“This is our fourth event with rosé,” Ashley Custer Heckler, the owner of NYC’s Uprooted Flower Truck, says as she deftly constructs two identical flower crowns. One will go to the woman standing next to me, the other is for her dog.

Custom flower crowns and boutonnieres were an attraction at the March 20, 2019 Manhattan launch party for Fleurs de Prairie’s 2018 rosé, a Côtes de Provence wine that retails for $22. The event also featured a “GIF booth” with a custom background from Alli K Design and, of course, plenty of rosé.

A Rosé-Fueled Movement is Giving Paint and Sips a Modern, Mildly Subversive Makeover
Fleurs de Prairie celebrated the launch of its 2018 rosé at an NYC event with a GIF booth and crafting station.

It was also a very smart, modern reinterpretation of the paint-and-sip concept. Popularized by chains like Pinot’s Palette and Painting With a Twist, paint and sips are guided art classes that serve beer and wine. “The trend has been growing for nearly a decade, as more and more people seek diversions in experiences rather than in buying things,” Ann Carrns wrote in a 2017 New York Times story, “A Paintbrush in One Hand, and a Drink in Another.”

Admittedly, paint and sips have a somewhat dowdy reputation among certain people, and the scene at Fleurs de Prairie’s party was devastatingly chic. But both embody the DIY spirit of contemporary maker culture.

Collective desires to unplug from high-tech lifestyles, increased climate consciousness, and seemingly endless uses for Mason jars are bringing crafting out of Etsy-fueled subcultures and into the mainstream. Young crafters now incorporate needlework into Netflix nights, Instagram succulent gardens, and, yes, eagerly create flower crowns at a rosé party.
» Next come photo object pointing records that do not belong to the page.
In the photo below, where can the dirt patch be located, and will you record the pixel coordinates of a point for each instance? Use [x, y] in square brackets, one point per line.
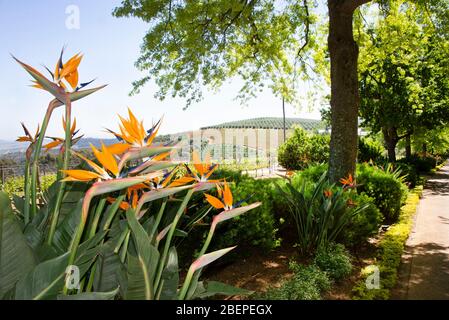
[263, 270]
[257, 272]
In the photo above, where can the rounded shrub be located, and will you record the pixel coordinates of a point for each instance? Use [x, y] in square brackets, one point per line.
[369, 150]
[255, 228]
[364, 224]
[387, 190]
[319, 148]
[307, 283]
[335, 261]
[423, 164]
[293, 153]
A Rosé-Fueled Movement is Giving Paint and Sips a Modern, Mildly Subversive Makeover
Attendees at Fleurs de Prairie’s event donned custom flower crowns and boutonnieres.
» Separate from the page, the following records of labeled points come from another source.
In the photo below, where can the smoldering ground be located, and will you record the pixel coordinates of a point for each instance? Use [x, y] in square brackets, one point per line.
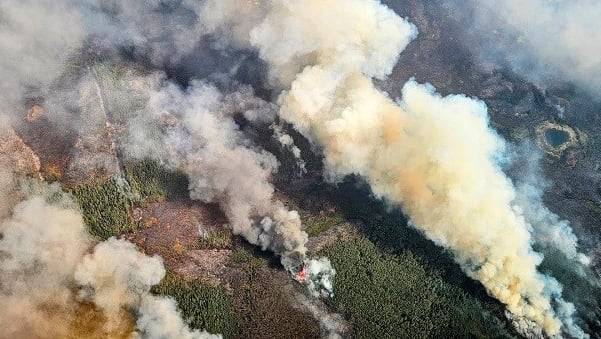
[435, 156]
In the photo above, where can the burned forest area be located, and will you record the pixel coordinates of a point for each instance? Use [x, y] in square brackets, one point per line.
[307, 169]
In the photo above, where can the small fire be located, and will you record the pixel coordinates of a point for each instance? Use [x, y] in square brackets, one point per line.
[301, 275]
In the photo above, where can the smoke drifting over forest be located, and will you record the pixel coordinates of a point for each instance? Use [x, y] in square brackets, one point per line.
[435, 157]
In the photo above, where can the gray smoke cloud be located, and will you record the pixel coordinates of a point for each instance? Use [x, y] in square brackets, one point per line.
[542, 39]
[434, 156]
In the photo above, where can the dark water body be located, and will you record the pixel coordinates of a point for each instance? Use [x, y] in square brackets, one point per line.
[556, 137]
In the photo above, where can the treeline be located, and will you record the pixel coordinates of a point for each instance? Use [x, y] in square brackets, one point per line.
[106, 208]
[150, 181]
[396, 296]
[203, 306]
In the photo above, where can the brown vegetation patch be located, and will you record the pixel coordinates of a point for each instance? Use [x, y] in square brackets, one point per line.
[171, 228]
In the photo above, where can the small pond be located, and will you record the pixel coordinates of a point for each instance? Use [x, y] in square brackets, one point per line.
[556, 137]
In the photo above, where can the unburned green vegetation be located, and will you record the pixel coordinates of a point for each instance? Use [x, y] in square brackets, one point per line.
[203, 306]
[216, 239]
[322, 223]
[263, 298]
[106, 208]
[395, 296]
[150, 181]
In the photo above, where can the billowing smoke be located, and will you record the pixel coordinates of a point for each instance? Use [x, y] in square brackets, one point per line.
[543, 39]
[195, 131]
[51, 287]
[434, 156]
[36, 40]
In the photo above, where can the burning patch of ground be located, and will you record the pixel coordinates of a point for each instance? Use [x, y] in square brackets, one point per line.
[51, 145]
To speak to this growing market, paint-and-sip specialist PaintNite recently rebranded as YayMaker and introduced activities like candle making. The Daisy Club, a boutique operation in Sonoma County, hosts craft and sip nights where groups make succulent wall hangings and macramé hoops at local wineries and tasting rooms. In Portland, Ore., DIY Bar has daily sessions where guests make string art or decorate flasks over beer, wine, and cider.

Like homesteading and #vanlife, crafting speaks to a desire for lo-fi control in the face of a careening digital landscape. Data breaches and systemic upheaval make headlines, but you can stay in and make art!

There are, of course, those who deride activities like paint and sips, or rosé parties where you can craft accessories for your dog. Such pursuits are silly or frivolous, these buzzkills say.

Such negging is both pointless — let people have a good time! — and certainly gendered. After all, the only objective difference between making a flower crown while drinking rosé, or shooting pool with a beer in your hand, is that the former results in a tangible product.

“We want to support artists and creators of beauty,” Ann Altman, Brand Manager, Fine Wines, Deutsch Family Wine & Spirits, says. As part of Fleurs de Prairie’s rosé launch campaign, the company will award three $2,500 seed grants to applicants “striving to turn their passion and side hustle into a reality,” according to the website.

“We want to support artists and creators of beauty,” Brand Manager Ann Altman says.

Hobbies and side hustles can be viable sources of income for the reported 60 million Americans currently obtaining revenue through freelance work. Gender divides exist there as well. “Among independently employed creative entrepreneurs, women earn 32% less than men,” Jared Lindzon wrote in Fast Company in May 2018.

Fleurs de Prairie’s seed grants aren’t “a ton of money, but, if you’re a small business, or want to be, maybe that lets you sit with a lawyer, or hire marketing,” Altman says.

Whether modern crafters are aspiring entrepreneurs or simply cultivating a hobby is absolutely their business. Either way, today’s economic and sociopolitical climate is tough for a lot of people. Why shouldn’t they blow off steam beautifully?

Ashley Custer Heckler, far left, is the owner of Uprooted Flower Truck. The company has hosted activations at events for Fleurs de Prairie, Nicolas Feuillatte, and others.